Just how fucked am I?

Unpacking linux-image-2.6.18-4-686 (from …/linux-image-2.6.18-4-686_2.6.18.dfsg.1-11_i386.deb) …
Done.

My colo box consists of xen.xcski.com, the dom0 which controls the others, and then xen1, xen2 and xen3 which are the domUs. Because it was way easier to do it this way, the dom0 is running Debian “etch” (aka “testing”), while the domUs are running Debian “sarge” (aka “stable”). The problem with using “testing” is that there are frequent updates, way more frequent than with “stable”). The problem with remote updates is if something fucks up, there isn’t any easy way to fix it. Usually that’s not a problem.

Today’s upgrades include a new xen kernel. But it says it’s installing a new kernel, leaving the existing one there. So it shouldn’t be a problem, right? Well, I was wrong. It downloaded the upgrades, then got to the “unpacking” stage and hung. I can’t ssh to the dom0. I can’t kill the upgrade. It’s not responding to the munin probes. The only thing I can think of is doing a power cycle and maybe scheduling a site visit. But the domUs are running fine. So why would I do anything drastic while the real meat of the colo box is still going fine?

I don’t know what to do. Wait and see, I guess.

Another fun day

My colo facility contacted me on Wednesday to say that this weekend they’d be moving my machine to a new rack, and also that they’d gotten a new IP range and I had to switch over to the new range soon, but they’d let me have both IPs for the switch over.

So today my system suddenly went off the air. I was sort of expecting it, but I didn’t see any shutdown messages because they just three-finger-saluted it. After a couple of hours, I phoned for an update, and was told that they’d just powered it up.
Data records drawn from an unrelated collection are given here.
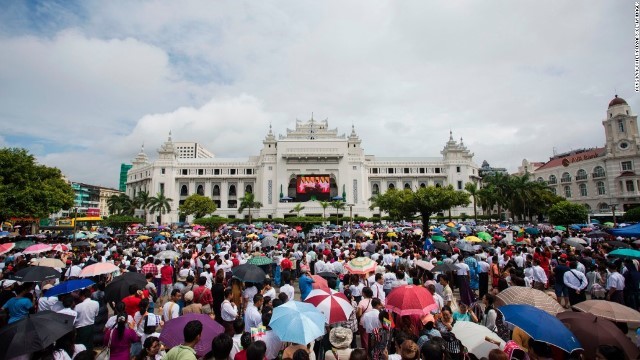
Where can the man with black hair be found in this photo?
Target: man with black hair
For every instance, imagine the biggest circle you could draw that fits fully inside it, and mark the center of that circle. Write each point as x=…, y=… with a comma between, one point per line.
x=192, y=333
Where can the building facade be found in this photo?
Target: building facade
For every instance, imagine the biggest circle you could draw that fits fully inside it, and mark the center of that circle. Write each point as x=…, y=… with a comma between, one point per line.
x=602, y=178
x=308, y=164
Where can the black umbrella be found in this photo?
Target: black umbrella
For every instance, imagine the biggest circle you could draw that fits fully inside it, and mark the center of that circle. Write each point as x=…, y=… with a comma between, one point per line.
x=118, y=289
x=444, y=268
x=36, y=274
x=33, y=333
x=249, y=273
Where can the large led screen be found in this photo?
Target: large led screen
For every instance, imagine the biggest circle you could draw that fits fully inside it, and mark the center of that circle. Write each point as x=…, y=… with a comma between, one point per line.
x=312, y=184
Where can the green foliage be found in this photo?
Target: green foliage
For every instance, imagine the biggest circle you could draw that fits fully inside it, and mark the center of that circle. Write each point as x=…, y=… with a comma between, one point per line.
x=566, y=213
x=198, y=206
x=28, y=189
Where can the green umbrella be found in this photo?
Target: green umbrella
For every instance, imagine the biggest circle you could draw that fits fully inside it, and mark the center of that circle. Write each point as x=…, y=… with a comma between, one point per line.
x=260, y=260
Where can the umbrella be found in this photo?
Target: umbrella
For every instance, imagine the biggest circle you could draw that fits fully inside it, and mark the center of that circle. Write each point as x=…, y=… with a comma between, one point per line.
x=609, y=310
x=249, y=273
x=410, y=300
x=36, y=274
x=173, y=332
x=473, y=337
x=424, y=264
x=118, y=289
x=37, y=249
x=5, y=248
x=592, y=332
x=541, y=326
x=528, y=296
x=361, y=265
x=297, y=322
x=167, y=254
x=51, y=262
x=260, y=260
x=630, y=253
x=98, y=269
x=334, y=305
x=33, y=333
x=444, y=267
x=69, y=286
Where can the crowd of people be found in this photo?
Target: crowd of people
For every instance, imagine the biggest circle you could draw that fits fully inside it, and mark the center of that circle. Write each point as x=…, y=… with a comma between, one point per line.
x=199, y=279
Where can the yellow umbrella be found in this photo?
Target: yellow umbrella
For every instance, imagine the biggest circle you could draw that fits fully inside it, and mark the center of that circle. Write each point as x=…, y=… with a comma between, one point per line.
x=473, y=239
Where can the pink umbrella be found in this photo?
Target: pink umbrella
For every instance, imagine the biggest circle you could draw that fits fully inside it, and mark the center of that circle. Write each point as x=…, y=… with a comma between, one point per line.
x=98, y=269
x=334, y=305
x=37, y=249
x=5, y=248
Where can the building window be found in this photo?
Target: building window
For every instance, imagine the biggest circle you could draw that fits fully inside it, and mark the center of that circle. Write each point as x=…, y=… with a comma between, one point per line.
x=583, y=189
x=567, y=191
x=629, y=185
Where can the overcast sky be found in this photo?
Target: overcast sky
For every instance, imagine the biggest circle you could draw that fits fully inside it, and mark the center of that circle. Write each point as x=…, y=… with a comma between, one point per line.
x=84, y=84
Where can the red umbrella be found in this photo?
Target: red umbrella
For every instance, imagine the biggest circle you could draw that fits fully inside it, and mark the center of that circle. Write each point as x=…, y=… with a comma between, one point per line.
x=334, y=305
x=410, y=300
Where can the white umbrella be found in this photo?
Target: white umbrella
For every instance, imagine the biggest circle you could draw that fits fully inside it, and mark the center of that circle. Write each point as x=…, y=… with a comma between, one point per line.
x=473, y=337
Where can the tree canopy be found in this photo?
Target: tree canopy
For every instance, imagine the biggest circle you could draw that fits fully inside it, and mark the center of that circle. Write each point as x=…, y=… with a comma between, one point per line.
x=198, y=206
x=28, y=189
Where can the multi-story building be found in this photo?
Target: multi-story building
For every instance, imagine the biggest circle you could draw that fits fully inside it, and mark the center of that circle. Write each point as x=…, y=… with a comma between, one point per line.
x=309, y=163
x=602, y=178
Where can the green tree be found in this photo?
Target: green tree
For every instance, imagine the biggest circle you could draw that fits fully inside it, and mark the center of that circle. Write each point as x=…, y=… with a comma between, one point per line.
x=296, y=209
x=197, y=205
x=160, y=204
x=567, y=213
x=28, y=189
x=248, y=201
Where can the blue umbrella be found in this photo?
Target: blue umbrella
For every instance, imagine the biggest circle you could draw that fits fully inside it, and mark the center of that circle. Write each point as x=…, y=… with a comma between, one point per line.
x=541, y=326
x=297, y=322
x=68, y=287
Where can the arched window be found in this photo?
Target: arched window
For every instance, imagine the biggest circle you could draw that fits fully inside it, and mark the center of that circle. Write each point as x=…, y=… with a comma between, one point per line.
x=583, y=189
x=581, y=175
x=598, y=171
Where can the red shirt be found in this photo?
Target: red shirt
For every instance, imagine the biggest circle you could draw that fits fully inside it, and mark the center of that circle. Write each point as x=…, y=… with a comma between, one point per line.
x=166, y=275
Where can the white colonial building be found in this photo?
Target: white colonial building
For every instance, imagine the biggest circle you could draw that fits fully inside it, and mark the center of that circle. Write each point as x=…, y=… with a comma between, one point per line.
x=310, y=163
x=602, y=178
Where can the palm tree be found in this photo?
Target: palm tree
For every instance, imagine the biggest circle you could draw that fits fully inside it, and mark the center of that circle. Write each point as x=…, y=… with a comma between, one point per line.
x=472, y=189
x=248, y=201
x=160, y=204
x=143, y=201
x=339, y=205
x=296, y=209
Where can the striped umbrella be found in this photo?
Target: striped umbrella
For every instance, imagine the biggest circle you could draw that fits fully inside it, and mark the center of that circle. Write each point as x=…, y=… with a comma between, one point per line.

But it still wasn’t responding to pings, until I mentioned to them that eth0 and eth1 are in the opposite order than what you’d expect.

Once it came up, I tried to configure an eth0:1 using the new IP. That actually seemed to work on the dom0, so then I tried to do it on my domU. That seemed to work too. I was able to ssh into both ips on both the dom0 and the domU. So I thought I’d swap the domU ips around, so the new one was eth0, and the old one was eth0:1, which would make it easier to get rid of the old one when I don’t need it any more. So I changed it in /etc/network/interfaces and rebooted.

But then suddenly things started going pear shaped. The domU was refusing to boot with an error about being unable to find /dev/hda1. On the dom0, “ifconfig” would just hang. And then it stopped responding at all. Now I was in full panic mode. I called Annexa and Dave called the guys who were doing the rack move and convinced them to go back to the facility. I met them there, and found that my poor box wasn’t even responding on the KVM. We power cycled it, and found that it wasn’t starting the domUs, and also that while it started up eth0 and eth0:1, it didn’t start the virtual bridge interfaces (peth0, vif0.0, vif7.0, vif8.0, vif9.0, xenbr0). That’s not good. It appears that Xen doesn’t like the extra interface or something. So I got rid of eth0:1, changed eth0 to the new IP, and rebooted. This time, it started up and so did the domUs.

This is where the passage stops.